Tahun ini, pementasan Cai Luong (opera tradisional Vietnam) "Ma Dao Thanh Cong" (karya penulis: Seniman Berjasa Nguyen Tien Duong, Sutradara: Seniman Quoc Tin), yang dibawakan oleh para seniman Ngoc Nhin, Minh Thuy, Duc An, Hoang Phuc, dan Yen Vang, masih terus dipentaskan di Phu Loi, Ninh Kieu (Can Tho), Vinh Phong ( An Giang ) dan direkam untuk disiarkan di dua saluran televisi, ATV dan THTPCT, menjelang perayaan Tet.
Di setiap tempat pertunjukan, segmen Cai Luong (opera tradisional Vietnam) "Ma Dao Thanh Cong" (Penulis: Seniman Berjasa Nguyen Tien Duong, Sutradara: Quoc Tin) selalu mendapat tepuk tangan meriah dari penonton. Foto: Duy Khoi
Melalui setiap lirik dan penampilan, antusiasme terhadap perkembangan lokal diungkapkan dengan jelas; kecintaan terhadap tanah air dan negara disampaikan secara halus; dan yang terpenting, semangat optimisme menyebar ke seluruh penonton.
Laju kehidupan baru selaras dengan semangat dan peluang baru.

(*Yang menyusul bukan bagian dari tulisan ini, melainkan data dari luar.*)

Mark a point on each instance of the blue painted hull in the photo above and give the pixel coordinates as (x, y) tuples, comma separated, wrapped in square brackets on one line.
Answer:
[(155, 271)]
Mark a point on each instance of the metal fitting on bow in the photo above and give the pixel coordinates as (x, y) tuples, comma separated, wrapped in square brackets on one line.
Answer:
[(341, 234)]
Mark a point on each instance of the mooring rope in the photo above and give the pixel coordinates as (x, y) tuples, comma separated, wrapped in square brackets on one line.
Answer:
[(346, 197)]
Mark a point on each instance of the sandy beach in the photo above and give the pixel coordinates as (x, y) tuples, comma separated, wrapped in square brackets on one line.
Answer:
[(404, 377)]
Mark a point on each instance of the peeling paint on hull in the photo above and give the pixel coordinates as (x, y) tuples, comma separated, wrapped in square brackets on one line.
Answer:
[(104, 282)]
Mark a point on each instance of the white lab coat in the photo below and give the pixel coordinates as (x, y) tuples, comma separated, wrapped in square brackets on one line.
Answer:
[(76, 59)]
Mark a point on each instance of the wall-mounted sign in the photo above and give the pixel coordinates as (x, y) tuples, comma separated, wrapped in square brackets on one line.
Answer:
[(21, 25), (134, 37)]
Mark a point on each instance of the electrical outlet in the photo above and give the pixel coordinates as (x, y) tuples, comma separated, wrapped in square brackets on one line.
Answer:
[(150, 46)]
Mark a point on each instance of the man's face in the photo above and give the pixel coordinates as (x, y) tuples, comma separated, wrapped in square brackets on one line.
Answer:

Seni juga harus berinovasi agar tetap relevan dengan zaman. Tetapi meskipun bentuknya berubah, pertunjukan Táo (Dewa Dapur) tetap menjadi pertemuan yang indah di penghujung tahun, di mana orang-orang mengenang masa lalu, tertawa, dan berharap bersama. Dan kemudian, ketika musim semi tiba, "sesi pengadilan" itu akan selamanya tetap menjadi "keistimewaan" spiritual, menabur kenangan dan kasih sayang di hati para penonton.